Herskovits, M. J. 1948. Man and his Works: The Science of Cultural Anthropology. New York: Knopf.
Hoy, W. K., dan Miskel, C. G. 2005. Educational Administration: Research, Theory, and Practice (7th Edition). McGraw-Hill International Edition.
Hoy, W. K., dan Miskel, C. G. 2014. Administrasi Pendidikan: Teori, Riset, dan Praktik (Versi Indonesia, Edisi ke-9). Yogyakarta: Pustaka Pelajar.
Irsal, Ahmad.

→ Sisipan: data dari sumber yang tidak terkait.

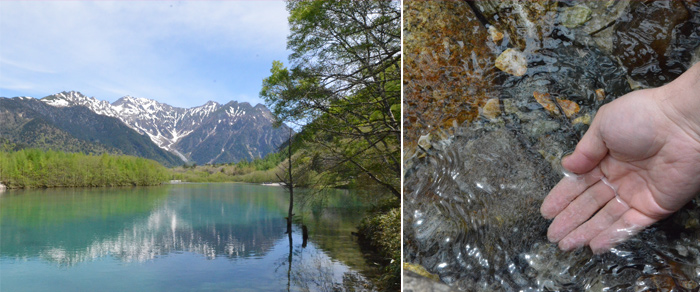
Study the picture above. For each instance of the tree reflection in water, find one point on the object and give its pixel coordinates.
(310, 269)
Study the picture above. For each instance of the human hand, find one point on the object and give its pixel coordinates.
(638, 163)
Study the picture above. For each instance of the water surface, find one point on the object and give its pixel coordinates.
(189, 237)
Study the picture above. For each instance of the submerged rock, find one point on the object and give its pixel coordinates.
(575, 16)
(471, 216)
(655, 40)
(459, 219)
(512, 62)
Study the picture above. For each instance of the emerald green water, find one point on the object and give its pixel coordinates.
(189, 237)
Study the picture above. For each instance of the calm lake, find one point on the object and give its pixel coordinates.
(186, 237)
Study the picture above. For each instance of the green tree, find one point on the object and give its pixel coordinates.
(343, 86)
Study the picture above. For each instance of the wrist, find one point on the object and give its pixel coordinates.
(680, 101)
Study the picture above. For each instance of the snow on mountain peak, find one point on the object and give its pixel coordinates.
(164, 124)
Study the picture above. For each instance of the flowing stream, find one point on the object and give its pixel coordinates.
(495, 93)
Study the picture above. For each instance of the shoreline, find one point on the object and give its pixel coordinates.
(272, 184)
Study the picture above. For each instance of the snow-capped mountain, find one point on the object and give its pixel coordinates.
(211, 133)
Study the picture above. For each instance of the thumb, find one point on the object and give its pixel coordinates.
(588, 153)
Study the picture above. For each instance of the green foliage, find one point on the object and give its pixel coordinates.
(382, 232)
(35, 168)
(344, 88)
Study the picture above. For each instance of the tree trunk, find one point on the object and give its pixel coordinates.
(291, 184)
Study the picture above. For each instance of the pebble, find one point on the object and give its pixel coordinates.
(570, 108)
(574, 16)
(512, 62)
(600, 94)
(492, 109)
(495, 34)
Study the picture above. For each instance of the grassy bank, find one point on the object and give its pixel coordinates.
(380, 236)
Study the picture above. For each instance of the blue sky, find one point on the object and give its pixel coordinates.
(180, 53)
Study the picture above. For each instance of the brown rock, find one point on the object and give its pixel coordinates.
(570, 108)
(512, 62)
(492, 108)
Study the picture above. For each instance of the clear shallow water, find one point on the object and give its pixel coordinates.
(198, 237)
(482, 147)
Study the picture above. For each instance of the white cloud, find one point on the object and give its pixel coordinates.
(155, 47)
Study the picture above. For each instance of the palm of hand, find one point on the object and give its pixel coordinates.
(634, 170)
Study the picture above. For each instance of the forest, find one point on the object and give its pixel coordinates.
(36, 168)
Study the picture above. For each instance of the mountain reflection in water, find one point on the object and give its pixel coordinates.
(194, 237)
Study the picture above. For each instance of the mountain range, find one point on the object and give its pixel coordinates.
(211, 133)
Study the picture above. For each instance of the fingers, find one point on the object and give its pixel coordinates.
(580, 210)
(589, 151)
(615, 223)
(627, 226)
(570, 187)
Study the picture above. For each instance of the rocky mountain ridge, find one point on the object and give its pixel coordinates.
(210, 133)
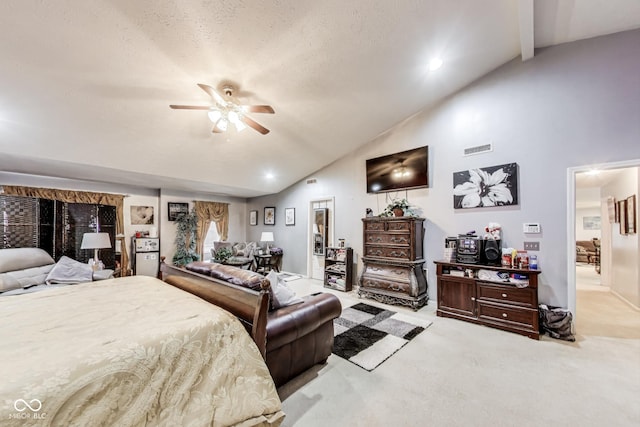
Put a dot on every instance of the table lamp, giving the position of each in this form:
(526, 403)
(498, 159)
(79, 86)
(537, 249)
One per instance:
(95, 241)
(267, 236)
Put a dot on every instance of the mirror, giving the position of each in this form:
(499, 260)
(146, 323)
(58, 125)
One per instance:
(319, 231)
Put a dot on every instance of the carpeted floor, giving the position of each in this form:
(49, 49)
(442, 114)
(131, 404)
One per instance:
(367, 335)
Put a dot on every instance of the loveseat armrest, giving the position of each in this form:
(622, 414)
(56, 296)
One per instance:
(287, 324)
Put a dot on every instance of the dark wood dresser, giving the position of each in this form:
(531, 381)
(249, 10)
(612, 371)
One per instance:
(464, 294)
(393, 261)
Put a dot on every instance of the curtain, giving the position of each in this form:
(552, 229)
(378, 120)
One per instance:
(70, 196)
(207, 212)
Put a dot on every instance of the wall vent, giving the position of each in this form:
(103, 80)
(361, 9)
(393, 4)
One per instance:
(478, 149)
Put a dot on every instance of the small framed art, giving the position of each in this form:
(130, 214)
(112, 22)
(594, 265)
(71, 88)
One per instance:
(632, 222)
(270, 216)
(622, 208)
(177, 209)
(290, 216)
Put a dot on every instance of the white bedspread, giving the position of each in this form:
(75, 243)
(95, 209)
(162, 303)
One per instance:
(131, 351)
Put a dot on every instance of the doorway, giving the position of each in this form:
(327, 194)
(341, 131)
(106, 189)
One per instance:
(597, 274)
(315, 256)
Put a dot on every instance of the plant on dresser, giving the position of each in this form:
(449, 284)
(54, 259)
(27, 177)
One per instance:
(393, 261)
(499, 297)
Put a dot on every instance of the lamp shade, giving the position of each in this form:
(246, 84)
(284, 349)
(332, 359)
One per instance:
(95, 241)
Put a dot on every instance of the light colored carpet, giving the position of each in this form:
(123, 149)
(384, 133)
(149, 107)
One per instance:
(460, 374)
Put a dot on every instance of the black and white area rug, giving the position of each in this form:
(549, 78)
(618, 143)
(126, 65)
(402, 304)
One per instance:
(367, 336)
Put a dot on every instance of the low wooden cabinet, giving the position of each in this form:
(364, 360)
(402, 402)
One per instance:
(338, 268)
(468, 292)
(393, 261)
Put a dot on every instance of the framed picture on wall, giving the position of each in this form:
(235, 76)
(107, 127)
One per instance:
(486, 187)
(632, 227)
(176, 209)
(622, 209)
(290, 216)
(270, 216)
(141, 215)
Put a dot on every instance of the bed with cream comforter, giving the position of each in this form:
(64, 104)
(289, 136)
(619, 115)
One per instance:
(131, 351)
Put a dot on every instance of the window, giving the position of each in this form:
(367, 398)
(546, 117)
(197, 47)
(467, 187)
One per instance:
(57, 227)
(212, 236)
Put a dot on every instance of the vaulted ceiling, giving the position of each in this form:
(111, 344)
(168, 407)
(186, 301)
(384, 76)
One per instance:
(85, 86)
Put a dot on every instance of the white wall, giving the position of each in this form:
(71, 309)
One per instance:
(573, 104)
(625, 268)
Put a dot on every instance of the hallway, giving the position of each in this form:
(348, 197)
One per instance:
(599, 312)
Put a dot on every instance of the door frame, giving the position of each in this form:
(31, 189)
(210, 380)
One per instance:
(571, 222)
(331, 200)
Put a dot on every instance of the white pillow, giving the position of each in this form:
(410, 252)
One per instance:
(281, 293)
(8, 283)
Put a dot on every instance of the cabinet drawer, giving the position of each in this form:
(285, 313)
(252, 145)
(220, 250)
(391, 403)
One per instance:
(374, 226)
(387, 252)
(508, 315)
(388, 238)
(375, 283)
(387, 225)
(390, 272)
(524, 297)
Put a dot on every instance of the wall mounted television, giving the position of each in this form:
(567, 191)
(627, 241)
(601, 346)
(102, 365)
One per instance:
(399, 171)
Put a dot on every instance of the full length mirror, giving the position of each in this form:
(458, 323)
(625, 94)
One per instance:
(319, 231)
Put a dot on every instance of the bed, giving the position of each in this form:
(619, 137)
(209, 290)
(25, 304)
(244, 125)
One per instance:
(130, 351)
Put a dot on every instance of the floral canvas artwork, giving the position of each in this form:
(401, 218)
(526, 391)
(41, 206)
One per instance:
(486, 187)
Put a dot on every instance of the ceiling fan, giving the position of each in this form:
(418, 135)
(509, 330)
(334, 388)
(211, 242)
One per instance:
(227, 109)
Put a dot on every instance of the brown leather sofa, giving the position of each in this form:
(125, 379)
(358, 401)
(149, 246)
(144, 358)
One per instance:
(292, 339)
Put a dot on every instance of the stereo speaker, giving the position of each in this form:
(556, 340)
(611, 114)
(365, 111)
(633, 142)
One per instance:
(492, 251)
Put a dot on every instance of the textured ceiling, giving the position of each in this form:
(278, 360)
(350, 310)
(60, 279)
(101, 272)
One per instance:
(85, 87)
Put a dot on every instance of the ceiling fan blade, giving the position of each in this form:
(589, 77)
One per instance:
(258, 109)
(189, 107)
(257, 126)
(213, 93)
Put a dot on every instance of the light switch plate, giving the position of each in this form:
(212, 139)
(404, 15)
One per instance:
(531, 227)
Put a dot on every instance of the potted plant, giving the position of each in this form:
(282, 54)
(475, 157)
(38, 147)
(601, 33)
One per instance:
(398, 207)
(186, 225)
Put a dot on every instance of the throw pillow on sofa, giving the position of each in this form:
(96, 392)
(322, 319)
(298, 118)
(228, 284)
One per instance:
(281, 293)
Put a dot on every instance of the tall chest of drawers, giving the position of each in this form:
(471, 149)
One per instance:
(393, 261)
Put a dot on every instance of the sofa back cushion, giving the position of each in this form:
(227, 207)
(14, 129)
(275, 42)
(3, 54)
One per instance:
(230, 274)
(14, 259)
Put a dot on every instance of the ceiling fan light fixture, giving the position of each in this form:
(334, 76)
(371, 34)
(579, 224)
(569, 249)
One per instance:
(222, 124)
(214, 115)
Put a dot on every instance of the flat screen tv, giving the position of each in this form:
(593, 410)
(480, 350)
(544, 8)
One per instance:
(399, 171)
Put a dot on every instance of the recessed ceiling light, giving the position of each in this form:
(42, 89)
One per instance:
(434, 64)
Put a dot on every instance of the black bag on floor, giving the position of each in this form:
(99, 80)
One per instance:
(556, 322)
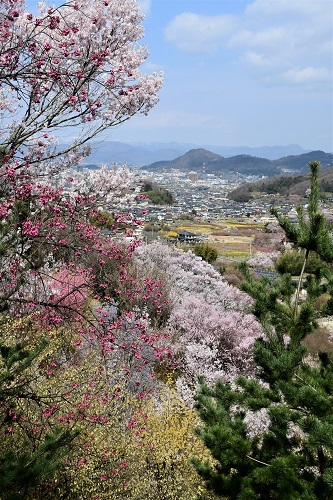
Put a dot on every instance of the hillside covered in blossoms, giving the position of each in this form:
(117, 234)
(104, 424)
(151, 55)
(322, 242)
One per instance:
(131, 369)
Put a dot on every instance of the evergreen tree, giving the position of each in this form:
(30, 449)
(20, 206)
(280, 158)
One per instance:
(272, 437)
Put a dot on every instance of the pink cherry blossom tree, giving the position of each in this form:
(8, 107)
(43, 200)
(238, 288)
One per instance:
(63, 284)
(76, 65)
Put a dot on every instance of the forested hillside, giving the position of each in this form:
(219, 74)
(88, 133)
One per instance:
(284, 185)
(104, 338)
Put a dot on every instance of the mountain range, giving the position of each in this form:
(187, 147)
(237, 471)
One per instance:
(140, 154)
(204, 161)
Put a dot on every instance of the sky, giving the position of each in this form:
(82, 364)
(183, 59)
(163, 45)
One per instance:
(238, 73)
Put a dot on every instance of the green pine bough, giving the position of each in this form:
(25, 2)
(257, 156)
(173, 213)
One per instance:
(272, 437)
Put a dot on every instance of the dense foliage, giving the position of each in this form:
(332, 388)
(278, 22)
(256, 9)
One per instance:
(272, 436)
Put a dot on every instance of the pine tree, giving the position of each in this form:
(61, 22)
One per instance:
(272, 437)
(21, 467)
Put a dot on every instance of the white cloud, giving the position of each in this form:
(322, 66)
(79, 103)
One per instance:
(285, 40)
(307, 75)
(195, 33)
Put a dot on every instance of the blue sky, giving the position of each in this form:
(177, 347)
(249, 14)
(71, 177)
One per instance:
(238, 73)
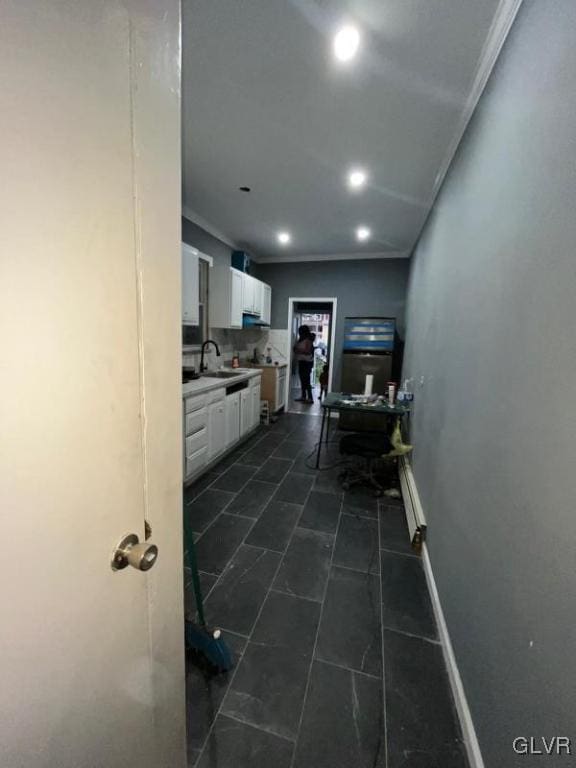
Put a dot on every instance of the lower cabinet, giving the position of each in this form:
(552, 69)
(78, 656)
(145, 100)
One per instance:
(214, 422)
(216, 428)
(255, 396)
(245, 411)
(232, 418)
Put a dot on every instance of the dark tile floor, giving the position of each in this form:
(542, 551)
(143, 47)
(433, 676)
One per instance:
(326, 610)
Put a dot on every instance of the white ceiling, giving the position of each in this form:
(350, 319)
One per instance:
(265, 105)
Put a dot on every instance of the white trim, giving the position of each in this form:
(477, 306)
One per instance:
(196, 252)
(323, 300)
(201, 222)
(412, 504)
(466, 723)
(497, 34)
(464, 715)
(290, 258)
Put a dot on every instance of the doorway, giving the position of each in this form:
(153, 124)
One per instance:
(319, 314)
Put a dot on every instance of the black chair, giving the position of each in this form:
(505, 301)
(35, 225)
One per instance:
(368, 447)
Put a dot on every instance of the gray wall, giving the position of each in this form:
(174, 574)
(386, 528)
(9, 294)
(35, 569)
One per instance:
(366, 287)
(491, 327)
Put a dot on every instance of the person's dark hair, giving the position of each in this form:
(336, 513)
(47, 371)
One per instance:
(304, 332)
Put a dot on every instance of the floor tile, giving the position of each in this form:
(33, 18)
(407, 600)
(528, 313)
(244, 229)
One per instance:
(272, 440)
(362, 497)
(394, 529)
(305, 461)
(207, 581)
(255, 457)
(204, 694)
(350, 631)
(327, 479)
(217, 545)
(342, 726)
(206, 507)
(252, 499)
(199, 486)
(234, 478)
(288, 621)
(268, 689)
(274, 527)
(304, 570)
(357, 544)
(358, 511)
(288, 449)
(421, 718)
(235, 601)
(321, 512)
(406, 602)
(294, 488)
(273, 470)
(237, 745)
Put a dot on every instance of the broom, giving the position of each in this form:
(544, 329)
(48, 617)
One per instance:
(198, 637)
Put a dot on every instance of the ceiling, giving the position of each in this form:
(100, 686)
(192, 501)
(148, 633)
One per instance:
(265, 105)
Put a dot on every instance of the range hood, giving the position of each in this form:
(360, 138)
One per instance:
(251, 321)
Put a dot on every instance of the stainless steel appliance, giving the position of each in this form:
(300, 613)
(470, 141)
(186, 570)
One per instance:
(368, 349)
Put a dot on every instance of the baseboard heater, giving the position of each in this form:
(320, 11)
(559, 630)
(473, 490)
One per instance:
(413, 508)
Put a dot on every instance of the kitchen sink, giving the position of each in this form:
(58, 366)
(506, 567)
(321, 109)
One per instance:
(221, 374)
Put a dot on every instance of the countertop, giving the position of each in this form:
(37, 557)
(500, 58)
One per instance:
(207, 383)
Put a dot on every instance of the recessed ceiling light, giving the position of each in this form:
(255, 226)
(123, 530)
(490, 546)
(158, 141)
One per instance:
(346, 42)
(357, 178)
(363, 233)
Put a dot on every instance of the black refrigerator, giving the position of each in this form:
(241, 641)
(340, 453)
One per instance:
(368, 349)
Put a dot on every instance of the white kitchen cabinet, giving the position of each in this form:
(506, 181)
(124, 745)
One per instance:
(216, 428)
(247, 293)
(255, 396)
(266, 303)
(190, 286)
(236, 298)
(226, 289)
(245, 412)
(232, 409)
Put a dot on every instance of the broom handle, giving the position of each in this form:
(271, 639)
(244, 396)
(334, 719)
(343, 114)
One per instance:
(193, 565)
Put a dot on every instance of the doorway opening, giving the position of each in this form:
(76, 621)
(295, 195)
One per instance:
(319, 314)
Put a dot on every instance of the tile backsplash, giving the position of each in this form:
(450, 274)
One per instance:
(243, 341)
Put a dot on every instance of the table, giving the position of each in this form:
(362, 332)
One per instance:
(334, 401)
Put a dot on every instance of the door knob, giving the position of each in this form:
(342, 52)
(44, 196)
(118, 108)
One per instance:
(130, 551)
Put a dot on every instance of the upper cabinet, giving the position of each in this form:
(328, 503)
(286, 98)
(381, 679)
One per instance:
(251, 295)
(190, 286)
(266, 313)
(226, 297)
(234, 293)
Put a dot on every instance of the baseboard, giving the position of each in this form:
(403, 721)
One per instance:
(464, 715)
(415, 518)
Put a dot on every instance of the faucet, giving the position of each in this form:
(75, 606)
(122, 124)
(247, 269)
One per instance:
(204, 345)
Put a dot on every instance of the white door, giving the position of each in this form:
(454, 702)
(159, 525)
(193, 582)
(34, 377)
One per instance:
(232, 419)
(91, 659)
(255, 394)
(236, 287)
(216, 429)
(245, 411)
(190, 286)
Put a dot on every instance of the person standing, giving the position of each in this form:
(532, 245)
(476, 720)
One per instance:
(304, 352)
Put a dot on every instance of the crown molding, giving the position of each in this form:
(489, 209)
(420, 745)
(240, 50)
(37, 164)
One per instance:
(499, 29)
(200, 221)
(285, 258)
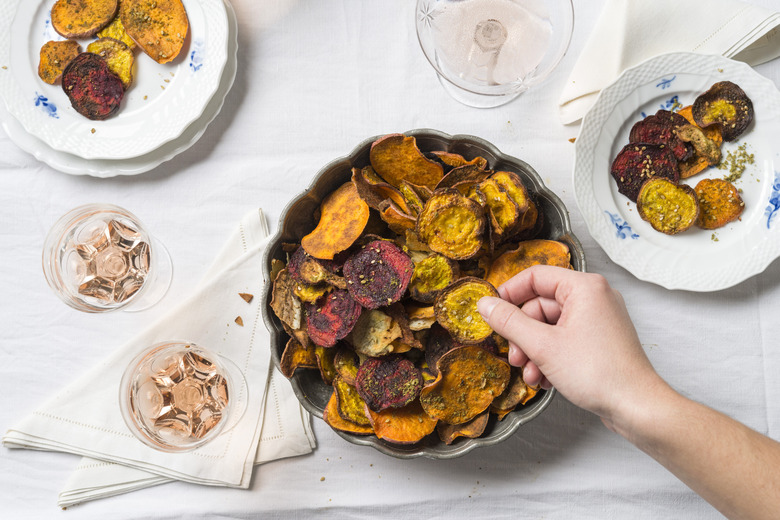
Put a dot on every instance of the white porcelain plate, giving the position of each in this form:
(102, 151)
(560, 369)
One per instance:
(161, 103)
(697, 259)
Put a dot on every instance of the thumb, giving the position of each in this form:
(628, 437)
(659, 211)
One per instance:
(517, 327)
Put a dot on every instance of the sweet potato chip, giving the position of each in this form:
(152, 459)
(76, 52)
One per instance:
(527, 254)
(54, 57)
(395, 157)
(719, 203)
(388, 382)
(469, 379)
(471, 429)
(456, 310)
(296, 356)
(82, 18)
(331, 417)
(432, 275)
(351, 406)
(332, 318)
(343, 216)
(378, 274)
(452, 225)
(668, 207)
(406, 425)
(159, 27)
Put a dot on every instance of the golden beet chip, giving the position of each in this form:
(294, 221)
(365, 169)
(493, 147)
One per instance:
(332, 318)
(82, 18)
(118, 56)
(668, 207)
(378, 274)
(528, 253)
(452, 225)
(468, 381)
(343, 217)
(296, 356)
(725, 103)
(472, 429)
(159, 27)
(395, 157)
(456, 310)
(719, 203)
(432, 275)
(406, 425)
(55, 56)
(351, 406)
(388, 382)
(331, 417)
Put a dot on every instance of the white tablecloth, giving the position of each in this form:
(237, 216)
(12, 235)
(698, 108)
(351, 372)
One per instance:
(314, 79)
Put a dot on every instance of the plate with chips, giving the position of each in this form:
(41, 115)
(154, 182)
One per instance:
(373, 317)
(160, 103)
(697, 259)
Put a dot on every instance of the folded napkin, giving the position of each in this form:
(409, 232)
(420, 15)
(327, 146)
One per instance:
(84, 418)
(628, 32)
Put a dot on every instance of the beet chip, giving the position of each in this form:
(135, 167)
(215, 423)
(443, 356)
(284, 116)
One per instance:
(331, 318)
(378, 274)
(388, 382)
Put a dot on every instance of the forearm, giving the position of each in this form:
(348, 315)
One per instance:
(734, 468)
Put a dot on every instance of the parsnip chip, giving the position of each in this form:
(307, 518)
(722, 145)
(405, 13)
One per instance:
(159, 27)
(452, 225)
(395, 157)
(468, 381)
(456, 310)
(406, 425)
(343, 216)
(527, 254)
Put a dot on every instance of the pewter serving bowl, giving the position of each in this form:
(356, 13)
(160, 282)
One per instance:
(298, 219)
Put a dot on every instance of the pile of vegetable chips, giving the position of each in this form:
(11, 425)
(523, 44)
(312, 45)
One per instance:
(381, 295)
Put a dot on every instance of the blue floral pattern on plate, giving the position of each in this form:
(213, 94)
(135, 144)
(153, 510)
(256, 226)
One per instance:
(774, 202)
(622, 229)
(48, 107)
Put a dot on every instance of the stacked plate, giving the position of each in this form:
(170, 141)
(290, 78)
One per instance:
(164, 112)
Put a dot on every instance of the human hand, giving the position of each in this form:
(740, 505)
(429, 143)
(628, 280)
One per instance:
(572, 332)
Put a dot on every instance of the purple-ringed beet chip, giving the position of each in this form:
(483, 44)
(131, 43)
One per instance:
(378, 274)
(659, 129)
(638, 162)
(331, 318)
(388, 382)
(94, 91)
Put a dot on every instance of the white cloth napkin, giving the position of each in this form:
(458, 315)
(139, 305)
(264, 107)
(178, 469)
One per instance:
(630, 31)
(84, 418)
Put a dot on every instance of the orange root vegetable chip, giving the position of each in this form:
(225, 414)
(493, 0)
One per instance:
(332, 318)
(719, 203)
(82, 18)
(468, 381)
(331, 417)
(668, 207)
(284, 302)
(351, 406)
(472, 429)
(452, 225)
(54, 57)
(396, 157)
(343, 217)
(159, 27)
(527, 254)
(388, 382)
(407, 425)
(432, 275)
(456, 310)
(296, 356)
(378, 274)
(374, 333)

Memahami Budaya dan Perbedaannya. https://www.academia.edu/9930241/Memahami_Budaya_dan_Perbedaannya (diunduh tanggal 15 Juli 2015)
Nigam, R., dan Mishra, S. 2015. A Study on Perception of Work Culture and Its Impact on Employee Behavior (diterjemahkan sendiri oleh penulis dari Jurnal Internasional MSDM dan Riset, Vol. 5, 37–46).
Robbins, S. P., dan Judge, T. A. 2014. Perilaku Organisasi. Jakarta: Salemba Empat.
Suriasumantri, Jujun S. 2007. Filasafat Ilmu - Sebuah Pengantar Populer. Jakarta: Pustaka Sinar Harapan.
Taylor, E. B. 1920 [1871]. Primitive Culture. New York: J. P. Putnam’s Sons. Vol. 1.
Tim PGRI. 2014. Pendidikan untuk Transformasi Bangsa. Jakarta: Penerbit Kompas.